L’accompagnement coaching est souvent l’occasion de mieux habiter son corps. Beaucoup de gens subissent leur corps comme un obstacle à la fameuse performance: douleurs de dos, insomnies, tensions dans les épaules, boule aux ventre les empêchent d’être “au top”…. Ce corps nié, maltraité que les coachés réapprennent à écouter, sentir, pour utiliser plus finement chaque information qu’il envoie : l’état d’âme, l’état d’esprit, les humeurs, les douleurs singulières, la qualité du sommeil, la capacité à rêver … Le corps comme espace de sécurité, lieu fiable est toujours à (re)découvrir car il change avec l’âge : apprendre à s’explorer, à se visualiser intérieurement (but des arts martiaux internes), à dialoguer avec son intériorité et à utiliser sa respiration pour s’apaiser, s’endormir ou se mettre en énergie est probablement la plus grande compétence stratégique. Si je suis bien avec moi-même je peux être bien avec les autres. L’inverse est malheureusement fréquent : je ne m’aime pas, je ne “m’écoute” pas, je me juge et me réprime durement.

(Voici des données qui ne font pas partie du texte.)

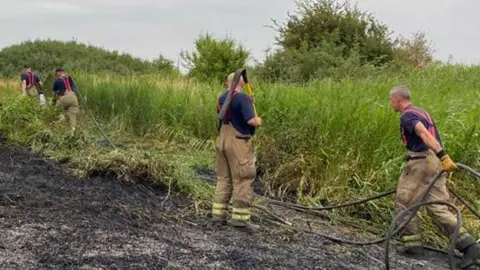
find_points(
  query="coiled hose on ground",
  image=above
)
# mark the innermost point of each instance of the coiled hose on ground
(392, 230)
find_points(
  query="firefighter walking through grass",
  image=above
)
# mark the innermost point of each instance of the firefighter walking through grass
(235, 159)
(32, 85)
(64, 88)
(426, 158)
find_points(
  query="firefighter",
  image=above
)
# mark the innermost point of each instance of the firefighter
(235, 160)
(426, 158)
(32, 85)
(64, 89)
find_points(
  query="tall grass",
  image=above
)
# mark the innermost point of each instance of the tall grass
(327, 141)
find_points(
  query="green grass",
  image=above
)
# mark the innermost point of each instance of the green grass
(326, 142)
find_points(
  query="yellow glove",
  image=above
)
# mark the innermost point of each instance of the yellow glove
(447, 163)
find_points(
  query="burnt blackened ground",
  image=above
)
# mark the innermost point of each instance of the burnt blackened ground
(49, 220)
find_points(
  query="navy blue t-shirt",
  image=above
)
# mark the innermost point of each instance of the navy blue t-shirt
(62, 84)
(241, 112)
(30, 78)
(408, 120)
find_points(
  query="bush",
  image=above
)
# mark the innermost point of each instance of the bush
(46, 55)
(325, 38)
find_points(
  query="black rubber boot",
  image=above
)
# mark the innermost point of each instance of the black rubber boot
(246, 225)
(411, 245)
(471, 255)
(411, 251)
(219, 220)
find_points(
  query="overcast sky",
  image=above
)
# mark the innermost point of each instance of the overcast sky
(146, 28)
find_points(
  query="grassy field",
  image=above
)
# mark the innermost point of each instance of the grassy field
(326, 142)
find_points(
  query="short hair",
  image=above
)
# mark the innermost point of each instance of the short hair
(401, 91)
(230, 77)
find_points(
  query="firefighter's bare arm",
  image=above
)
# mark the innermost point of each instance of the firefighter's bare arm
(447, 163)
(256, 121)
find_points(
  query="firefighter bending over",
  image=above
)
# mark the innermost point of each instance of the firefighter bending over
(426, 158)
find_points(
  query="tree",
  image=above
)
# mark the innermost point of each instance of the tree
(324, 35)
(415, 52)
(213, 59)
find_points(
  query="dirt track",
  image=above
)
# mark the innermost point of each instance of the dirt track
(49, 220)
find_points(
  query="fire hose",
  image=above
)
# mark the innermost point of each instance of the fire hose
(392, 230)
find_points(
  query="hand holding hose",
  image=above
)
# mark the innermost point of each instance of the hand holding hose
(447, 163)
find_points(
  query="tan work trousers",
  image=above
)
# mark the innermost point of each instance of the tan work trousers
(411, 187)
(32, 91)
(69, 104)
(236, 172)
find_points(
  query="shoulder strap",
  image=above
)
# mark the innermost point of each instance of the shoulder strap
(432, 129)
(66, 83)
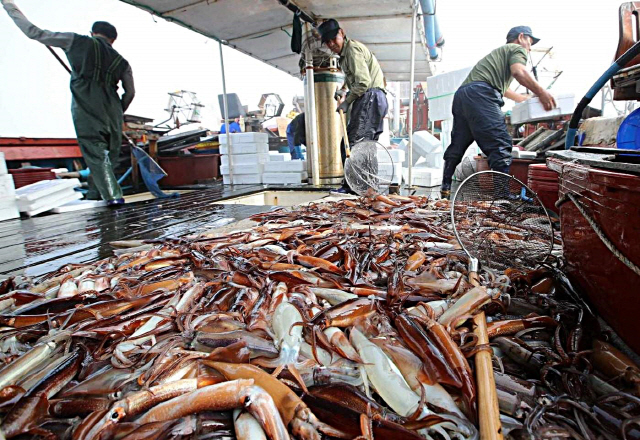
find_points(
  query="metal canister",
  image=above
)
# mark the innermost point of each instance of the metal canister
(329, 126)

Du coup, je fais vivre la même choses à mon entourage sans m’en rendre compte.

HABITER SA VIE
Pour Claire Marin, “la place est synonyme d’engagement, d’inscription dans la durée. Elle est rapport au lieu, tout autant que rapport au temps. Elle est relation à soi et à autrui qui oblige, qui lie. C’est pour cette raison qu’elle inquiète”. De l’extérieur, on peut définir ma place avec des catégories toutes faites, par exemple : « Je suis coach », « Je suis mère », “Je suis en couple”, « Je suis Parisienne » et d’autres catégorisations sociales que l’on pourrait identifier à partir de mon mode de vie. Mais ma réalité est plus complexe, elle inclut mon histoire et ma préhistoire, ma créativité, mes secrets, la mission que je me suis donnée sur cette terre, mes rêves et mes espoirs…

“Il s’agit moins d’avoir un lieu à soi que d’avoir un lieu à part, qui est aussi un lieu en soi. Un lieu qui (…) me permette un exercice libre de création et de réflexion”, écrit Claire Marin. En effet, je mesure chaque jour l’importance d’avoir investi dans un bureau pour exercer mon métier de coach et superviseure. C’est un lieu extrêmement important pour mon identité professionnelle. Le risque de le perdre, au moment de la crise covid, a été très anxiogène. Il m’est indispenable, même si je sais bien que je peux faire ce métier partout, et que rien ne dure.

Pour comprendre quelle place j’occupe et comment je l'occupe et pouvoir éventuellement changer ma façon d’être à ma place, je bénéficie de plusieurs types d’accompagnement (thérapie, supervision de coaching et de superviseure) qui me permettent de prendre le recul nécessaire, comme autant de miroirs, pour me regarder faire et m’autoriser des pas de côté.

Encore reste-t-il à savoir si le propre d’une place n’est pas plutôt de sans cesse se déplacer, ou de déplacer celui qui croit pouvoir s’y installer… Car l’identité est mobile: chaque jour, je suis un peu différente d’hier, en évolution permanente et parfois imprévisible !

Et vous, comment abordez-vous le sujet de la place?

Comment parleriez-vous de votre place?

Quelle métaphore émerge lorsque vous pensez à cette place?

L’été et les vacances qui reposent sont des moments de vide fertile pour penser à sa place, à ses places.